1. public class InverseMapper<K, V> extends Mapper<K,V,V,K> {
4. /** The inverse function. Input keys and values are swapped.*/
5. @Override
6. public void map(K key, V value, Context context
7. ) throws IOException, InterruptedException {
8. context.write(value, key);
9. }
这个类更加简单，它紧紧是调换Key和Value，然后直接分发出去。举个例子：数据格式是<某商家,某商品>，我们既可能需要计算一个商家对应的所有商品种类，也可能需要计算某个商品的销售商家数量，后者的情形，就可以使用InverseMapper来达到目的，使得相同商品被分发到相同reducer。

3、MultithreadedMapper

这个类稍微有点复杂，它是使用多线程来执行一个Mapper。我们可以从类图中看到，它有一个mapClass属性，这个属性指定另一个Mapper类[暂称workMapper，由mapred.map.multithreadedrunner.class设置]，实际干活的其实是这个Mapper类而不是MultithreadedMapper。runnsers是运行的线程的列表。

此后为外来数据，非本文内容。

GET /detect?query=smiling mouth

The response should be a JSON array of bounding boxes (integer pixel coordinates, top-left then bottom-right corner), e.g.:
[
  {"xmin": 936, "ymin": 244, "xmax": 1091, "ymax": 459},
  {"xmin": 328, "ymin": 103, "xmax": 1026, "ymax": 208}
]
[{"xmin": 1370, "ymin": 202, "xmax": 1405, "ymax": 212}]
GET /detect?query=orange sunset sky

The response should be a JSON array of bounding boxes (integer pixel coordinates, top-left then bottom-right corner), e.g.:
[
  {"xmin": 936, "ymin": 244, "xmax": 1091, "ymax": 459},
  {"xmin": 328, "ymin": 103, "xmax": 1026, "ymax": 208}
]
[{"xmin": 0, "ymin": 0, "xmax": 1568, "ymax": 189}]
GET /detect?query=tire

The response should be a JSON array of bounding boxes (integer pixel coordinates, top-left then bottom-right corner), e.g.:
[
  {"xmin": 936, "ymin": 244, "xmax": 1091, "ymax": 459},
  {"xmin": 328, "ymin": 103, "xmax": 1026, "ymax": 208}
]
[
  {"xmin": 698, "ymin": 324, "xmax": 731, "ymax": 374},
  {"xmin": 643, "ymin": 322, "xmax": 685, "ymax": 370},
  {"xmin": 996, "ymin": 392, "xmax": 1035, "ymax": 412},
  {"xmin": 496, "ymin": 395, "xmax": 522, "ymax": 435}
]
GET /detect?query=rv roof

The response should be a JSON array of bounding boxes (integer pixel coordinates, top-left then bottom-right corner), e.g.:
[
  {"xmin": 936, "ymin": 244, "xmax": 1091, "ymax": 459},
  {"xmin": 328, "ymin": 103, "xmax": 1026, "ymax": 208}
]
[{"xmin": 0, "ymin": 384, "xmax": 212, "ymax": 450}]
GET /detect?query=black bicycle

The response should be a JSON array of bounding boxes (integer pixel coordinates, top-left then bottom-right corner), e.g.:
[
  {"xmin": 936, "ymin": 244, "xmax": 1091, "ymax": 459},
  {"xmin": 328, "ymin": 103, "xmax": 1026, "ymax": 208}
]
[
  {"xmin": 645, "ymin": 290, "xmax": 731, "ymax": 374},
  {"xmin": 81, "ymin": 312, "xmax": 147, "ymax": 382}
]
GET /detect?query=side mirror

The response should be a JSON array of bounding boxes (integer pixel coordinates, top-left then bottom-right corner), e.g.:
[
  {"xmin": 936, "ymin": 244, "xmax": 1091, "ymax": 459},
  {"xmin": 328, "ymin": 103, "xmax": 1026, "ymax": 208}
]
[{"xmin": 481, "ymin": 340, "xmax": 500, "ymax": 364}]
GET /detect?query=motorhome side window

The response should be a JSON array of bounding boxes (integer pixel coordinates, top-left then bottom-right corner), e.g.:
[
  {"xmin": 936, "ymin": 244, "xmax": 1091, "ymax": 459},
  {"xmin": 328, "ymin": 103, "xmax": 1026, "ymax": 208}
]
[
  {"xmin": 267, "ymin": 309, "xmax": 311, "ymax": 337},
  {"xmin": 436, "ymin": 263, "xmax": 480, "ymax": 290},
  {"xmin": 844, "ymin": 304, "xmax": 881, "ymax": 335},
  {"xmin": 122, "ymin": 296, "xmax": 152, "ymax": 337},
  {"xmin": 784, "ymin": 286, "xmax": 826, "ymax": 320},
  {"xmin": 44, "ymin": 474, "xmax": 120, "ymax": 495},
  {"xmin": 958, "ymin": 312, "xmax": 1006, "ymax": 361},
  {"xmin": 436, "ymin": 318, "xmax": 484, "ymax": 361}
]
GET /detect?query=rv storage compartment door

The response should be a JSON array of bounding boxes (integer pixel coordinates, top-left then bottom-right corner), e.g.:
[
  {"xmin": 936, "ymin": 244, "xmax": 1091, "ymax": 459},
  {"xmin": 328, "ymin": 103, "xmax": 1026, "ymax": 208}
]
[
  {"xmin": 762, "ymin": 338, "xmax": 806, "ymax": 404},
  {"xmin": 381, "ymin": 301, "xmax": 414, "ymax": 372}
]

下面是MultithreadedMapper的run()方法，它重写了Mapper中的run()。
[html] view plain copy print ?
1. public void run(Context context) throws IOException, InterruptedException {
2. outer = context;
3. int numberOfThreads = getNumberOfThreads(context);
4. mapClass = getMapperClass(context);
5. if (LOG.isDebugEnabled()) {
6. LOG.debug("Configuring multithread runner to use " + numberOfThreads +
7. " threads");
8. }
10. runners = new ArrayList<MapRunner>(numberOfThreads);
11. for(int i=0; i < numberOfThreads; ++i) {
12. MapRunner thread = new MapRunner(context);
13. thread.start();
14. runners.add(i, thread);
15. }
16. for(int i=0; i < numberOfThreads; ++i) {
17. MapRunner thread = runners.get(i);
18. thread.join();
19. Throwable th = thread.throwable;
20. if (th != null) {
21. if (th instanceof IOException) {
22. throw (IOException) th;
23. } else if (th instanceof InterruptedException) {
24. throw (InterruptedException) th;
25. } else {
26. throw new RuntimeException(th);
27. }
28. }
29. }
30. }
从上面的代码我们可以看到，首先它设置运行上下文context和workMapper，然后启动多个MapRunner子线程[由mapred.map.multithreadedrunner.threads设置]，然后使用join()等待子线程都执行完毕。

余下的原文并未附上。